Home
Image for Emergent Literacy page
The more parents talk and read to their baby, the more rapidly their baby's vocabulary develops.
Image for Emergent Literacy page
Babies become aware of phonemes and learn to differentiate the sounds that make up speech through interactions with parents and other caregivers.
Image for Emergent Literacy page
"Listening comprehension feeds reading comprehension"
--Jim Trelease, The Read-Aloud Handbook
Emergent Literacy

Helping Babies to Grow Up Reading
The developmental changes in babies from birth to 24 months are substantial and dramatic! At birth, babies rely on crying as their primary means of communicating and interacting with the world. As they grow, babies begin to use gestures, vocal and facial expressions, exclamations, babbling, and finally words to communicate with others. Good language skills help children grow into literate adults who can read and write proficiently.

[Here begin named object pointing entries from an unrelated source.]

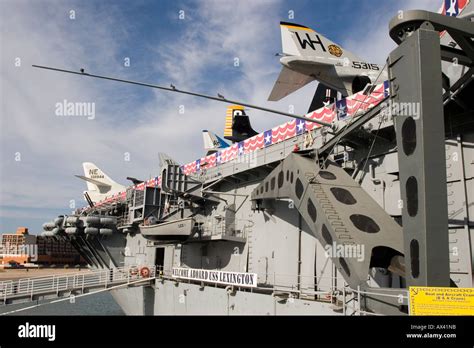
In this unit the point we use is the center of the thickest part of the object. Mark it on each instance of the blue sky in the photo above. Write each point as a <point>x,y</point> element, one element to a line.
<point>195,53</point>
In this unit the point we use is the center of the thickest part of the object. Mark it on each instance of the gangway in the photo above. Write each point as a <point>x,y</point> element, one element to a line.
<point>39,288</point>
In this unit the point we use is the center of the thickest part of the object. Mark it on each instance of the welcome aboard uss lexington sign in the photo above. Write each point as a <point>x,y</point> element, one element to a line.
<point>220,277</point>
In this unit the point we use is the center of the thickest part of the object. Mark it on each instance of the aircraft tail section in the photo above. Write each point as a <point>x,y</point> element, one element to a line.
<point>212,142</point>
<point>237,124</point>
<point>288,82</point>
<point>99,184</point>
<point>298,40</point>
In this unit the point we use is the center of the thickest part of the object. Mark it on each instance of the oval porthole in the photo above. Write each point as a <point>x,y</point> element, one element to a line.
<point>364,223</point>
<point>343,195</point>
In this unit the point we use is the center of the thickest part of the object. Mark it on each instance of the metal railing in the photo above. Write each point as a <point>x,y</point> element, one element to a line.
<point>328,289</point>
<point>78,281</point>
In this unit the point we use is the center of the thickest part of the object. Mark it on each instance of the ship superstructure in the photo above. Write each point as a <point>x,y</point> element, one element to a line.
<point>304,218</point>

Parents can help babies become successful learners and readers by developing the following early literacy skills starting at birth.

Oral Language Skills
Babies learn language in stages. During the first four months, babies are primarily on the receiving end of language. During the next four months, babies begin to initiate and imitate sounds. By eight months, a baby responds to her own name, distinguishes emotions by the tone of voice, responds to sound by making sounds and uses her voice to express joy and displeasure. By 12 months, a baby is paying increased attention to speech and responds to simple verbal commands. She is starting to use simple gestures such as waving "bye-bye" or shaking her head "no." She babbles with inflection and uses exclamations such as "uh-oh" and may say a few words such as "mama" and "dada."

One-year-olds can typically say six or seven words (although many speak none at all and a few up to fifty) and understand close to seventy words. There is usually a five-month lag between a child's understanding of words and his or her ability to speak them. Between 12 to 18 months, a child's vocabulary slowly, but steadily increases. Most children's vocabulary explodes once he or she can say about four dozen words. By the age of two, children typically learn the meaning of eight new words a day.

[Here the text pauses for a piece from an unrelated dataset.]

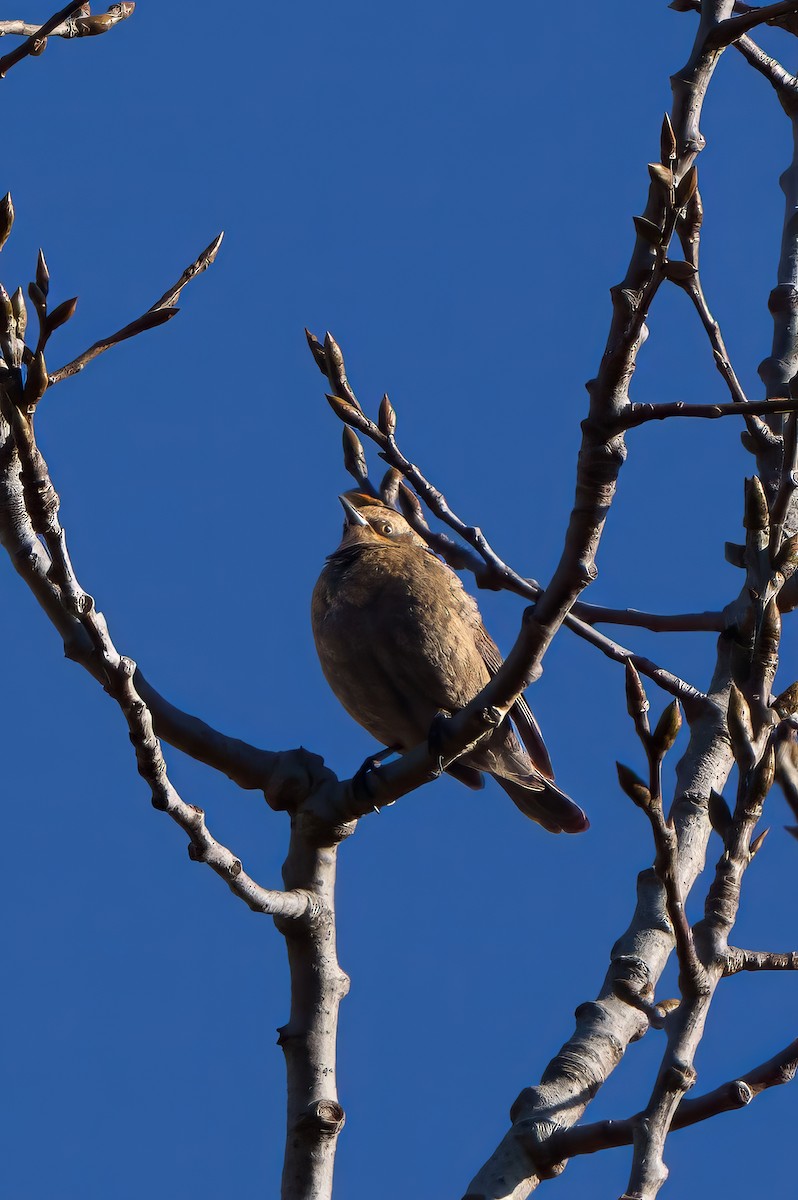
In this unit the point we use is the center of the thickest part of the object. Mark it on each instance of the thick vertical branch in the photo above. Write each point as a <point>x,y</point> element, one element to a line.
<point>605,1027</point>
<point>309,1039</point>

The more parents talk and read to their baby, the more rapidly their baby's vocabulary develops. And, according to early childhood experts, language skills grow faster in children whose parents use positive rather than negative feedback. Children who hear "no," "don't" and "stop it" have poorer language skills than children with parents who use more positive feedback.

Phonemic Awareness
Being aware of phonemes - the smallest, unique sounds that make up words - is the basis for learning to speak and to read. Babies are quite skilled at detecting differences in sounds. This is why children are "wired" for learning multiple languages in the early years.

Babies become aware of phonemes and learn to differentiate the sounds that make up speech through interactions with parents and other caregivers. Help your baby develop phonemic awareness by talking and reading to your child every day.

Encourage your baby's babbling, which helps him to learn language. At about two months, babies begin to coo, using vowels sounds like "aaah" and "oooh." At five or six months, babies begin to practice sounds with consonants (b, d, j, m, n and w are the most common). One-year-olds begin to combine vowel and consonant sounds into words.

Comprehension
Comprehension is central to the process of reading. While comprehension is reinforced in the later years when an older toddler and preschooler can follow the pictures and text to understand the meaning of a story, it is important to talk about what is happening in the books you read aloud to your infant. According to Jim Trelease in The Read-Aloud Handbook, "Listening comprehension feeds reading comprehension."

As your baby listens to you read, point out clues about the story in the illustrations (“Where is that baby going?” “What will that baby do with the blocks?”) or relate a picture to something in your baby's life (“Remember when we went to visit grandma?” “We went on a bike ride just like the baby in the book”). By using strategies like these, your baby is building greater listening skills, visualization and cognitive thinking skills while encouraging greater comprehension. Board books provide colorful and engaging illustrations perfect for babies.